Première force d'opposition du pays, le mouvement des Frères musulmans fondé en 1928, officiellement interdit mais toléré par le pouvoir, a réalisé une percée spectaculaire aux législatives de 2005, en raflant un cinquième des sièges. Pour les islamistes, le feuilleton multiplie les « allégations infondées » pour saper la réputation des Frères. « Le choix du moment est évident pour tout le monde, c'est lié aux élections, ils ont peur que ce qui s'est passé aux législatives de 2005 ne se répète », estime Hussein Ibrahim, un député des Frères cité par la presse. Le propre fils du fondateur de la confrérie, Seif el-Islam al-Banna, est intervenu pour dénoncer ce feuilleton qui « provoque la colère des partisans des Frères musulmans à travers le monde ».

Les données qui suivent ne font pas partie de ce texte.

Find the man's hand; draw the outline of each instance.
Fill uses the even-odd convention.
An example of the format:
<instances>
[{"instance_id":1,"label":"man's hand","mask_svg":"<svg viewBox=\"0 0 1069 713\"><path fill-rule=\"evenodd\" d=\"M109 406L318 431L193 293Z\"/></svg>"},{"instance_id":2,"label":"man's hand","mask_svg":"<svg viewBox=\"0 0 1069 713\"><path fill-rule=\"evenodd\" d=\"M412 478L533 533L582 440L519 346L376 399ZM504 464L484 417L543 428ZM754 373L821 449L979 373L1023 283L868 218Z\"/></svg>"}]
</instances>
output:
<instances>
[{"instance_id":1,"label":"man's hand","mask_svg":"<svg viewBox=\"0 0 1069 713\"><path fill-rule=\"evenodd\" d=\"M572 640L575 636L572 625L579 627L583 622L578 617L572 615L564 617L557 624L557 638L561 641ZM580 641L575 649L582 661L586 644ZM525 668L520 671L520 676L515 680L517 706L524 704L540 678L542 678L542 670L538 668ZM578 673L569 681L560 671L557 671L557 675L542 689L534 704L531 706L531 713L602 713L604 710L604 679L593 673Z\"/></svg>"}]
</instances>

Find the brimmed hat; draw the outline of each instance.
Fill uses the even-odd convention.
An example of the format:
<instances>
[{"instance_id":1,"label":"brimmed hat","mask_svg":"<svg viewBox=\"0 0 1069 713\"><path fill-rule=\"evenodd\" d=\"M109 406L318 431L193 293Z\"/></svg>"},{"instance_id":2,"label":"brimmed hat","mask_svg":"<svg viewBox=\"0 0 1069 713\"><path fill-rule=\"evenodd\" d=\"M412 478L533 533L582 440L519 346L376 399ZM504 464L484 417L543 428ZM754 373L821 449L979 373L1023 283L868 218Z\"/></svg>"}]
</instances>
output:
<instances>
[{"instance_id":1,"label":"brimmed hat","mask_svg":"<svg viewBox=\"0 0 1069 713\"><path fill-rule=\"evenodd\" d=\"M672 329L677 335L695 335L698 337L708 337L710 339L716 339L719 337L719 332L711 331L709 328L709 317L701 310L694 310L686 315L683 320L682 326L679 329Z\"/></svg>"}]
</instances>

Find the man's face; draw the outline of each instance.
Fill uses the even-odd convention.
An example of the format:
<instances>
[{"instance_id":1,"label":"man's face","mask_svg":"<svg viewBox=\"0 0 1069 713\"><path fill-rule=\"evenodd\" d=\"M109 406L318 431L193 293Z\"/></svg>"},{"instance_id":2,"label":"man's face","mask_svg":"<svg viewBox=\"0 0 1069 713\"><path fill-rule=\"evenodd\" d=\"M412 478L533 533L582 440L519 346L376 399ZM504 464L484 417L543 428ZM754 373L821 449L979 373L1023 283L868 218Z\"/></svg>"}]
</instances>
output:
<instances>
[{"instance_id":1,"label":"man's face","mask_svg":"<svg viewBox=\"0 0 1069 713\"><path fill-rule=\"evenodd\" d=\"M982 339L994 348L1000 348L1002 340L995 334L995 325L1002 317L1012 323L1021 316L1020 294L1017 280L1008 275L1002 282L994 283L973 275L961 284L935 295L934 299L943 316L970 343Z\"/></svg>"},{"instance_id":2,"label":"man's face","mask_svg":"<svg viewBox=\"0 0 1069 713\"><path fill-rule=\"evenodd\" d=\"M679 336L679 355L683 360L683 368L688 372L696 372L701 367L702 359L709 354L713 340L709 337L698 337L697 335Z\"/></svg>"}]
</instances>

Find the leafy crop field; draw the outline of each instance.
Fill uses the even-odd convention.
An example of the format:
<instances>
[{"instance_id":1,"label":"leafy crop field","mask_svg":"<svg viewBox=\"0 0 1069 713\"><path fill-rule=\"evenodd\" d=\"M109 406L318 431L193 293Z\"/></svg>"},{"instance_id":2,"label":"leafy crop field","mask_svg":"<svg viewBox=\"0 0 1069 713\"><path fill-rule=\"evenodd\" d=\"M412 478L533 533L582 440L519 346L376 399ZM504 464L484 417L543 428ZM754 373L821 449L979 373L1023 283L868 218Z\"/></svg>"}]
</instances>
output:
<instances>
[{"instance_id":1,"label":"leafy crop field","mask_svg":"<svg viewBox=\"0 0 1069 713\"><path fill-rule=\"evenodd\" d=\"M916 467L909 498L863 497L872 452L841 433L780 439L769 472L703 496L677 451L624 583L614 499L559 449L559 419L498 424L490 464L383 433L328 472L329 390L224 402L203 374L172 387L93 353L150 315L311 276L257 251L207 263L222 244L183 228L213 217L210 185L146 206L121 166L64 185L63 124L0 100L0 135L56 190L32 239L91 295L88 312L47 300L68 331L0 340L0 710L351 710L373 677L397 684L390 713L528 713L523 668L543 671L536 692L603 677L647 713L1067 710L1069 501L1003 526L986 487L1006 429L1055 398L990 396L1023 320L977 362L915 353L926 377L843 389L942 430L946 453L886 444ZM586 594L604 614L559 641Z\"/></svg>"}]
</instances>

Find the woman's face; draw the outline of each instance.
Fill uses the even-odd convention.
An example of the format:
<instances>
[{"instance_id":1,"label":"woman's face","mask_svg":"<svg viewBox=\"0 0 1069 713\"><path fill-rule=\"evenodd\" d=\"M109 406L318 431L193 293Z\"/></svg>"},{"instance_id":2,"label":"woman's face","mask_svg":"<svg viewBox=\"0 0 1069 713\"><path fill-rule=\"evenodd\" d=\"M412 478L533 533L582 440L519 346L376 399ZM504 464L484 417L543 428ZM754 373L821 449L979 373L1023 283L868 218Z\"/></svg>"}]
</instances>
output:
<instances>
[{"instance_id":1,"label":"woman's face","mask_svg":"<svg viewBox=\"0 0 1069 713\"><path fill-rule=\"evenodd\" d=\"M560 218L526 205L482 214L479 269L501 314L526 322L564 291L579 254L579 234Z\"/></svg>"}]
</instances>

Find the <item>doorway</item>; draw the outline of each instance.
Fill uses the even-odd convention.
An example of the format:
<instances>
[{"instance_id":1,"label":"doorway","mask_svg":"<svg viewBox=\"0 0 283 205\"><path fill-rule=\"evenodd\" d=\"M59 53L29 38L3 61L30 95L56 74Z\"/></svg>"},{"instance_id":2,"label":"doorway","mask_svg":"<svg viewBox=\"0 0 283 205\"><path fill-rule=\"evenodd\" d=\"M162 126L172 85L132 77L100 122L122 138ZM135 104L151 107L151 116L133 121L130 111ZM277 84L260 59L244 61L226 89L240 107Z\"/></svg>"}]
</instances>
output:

Le scénariste est connu pour ses positions hostiles à l'islamisme, mais assure avoir fait preuve d'impartialité et se défend de faire le jeu du pouvoir. « C'est une vision qui ne cherche pas à condamner les Frères musulmans, mais seulement à présenter des vérités historiques », a déclaré à l'AFP Wahid Ahmad. « Il n'y a aucun lien entre le feuilleton et les élections. Les Frères le savent pertinemment », affirme-t-il en soulignant le mauvais résultat de la confrérie à des sénatoriales partielles en juin, bien avant la diffusion de Al-Gama'a.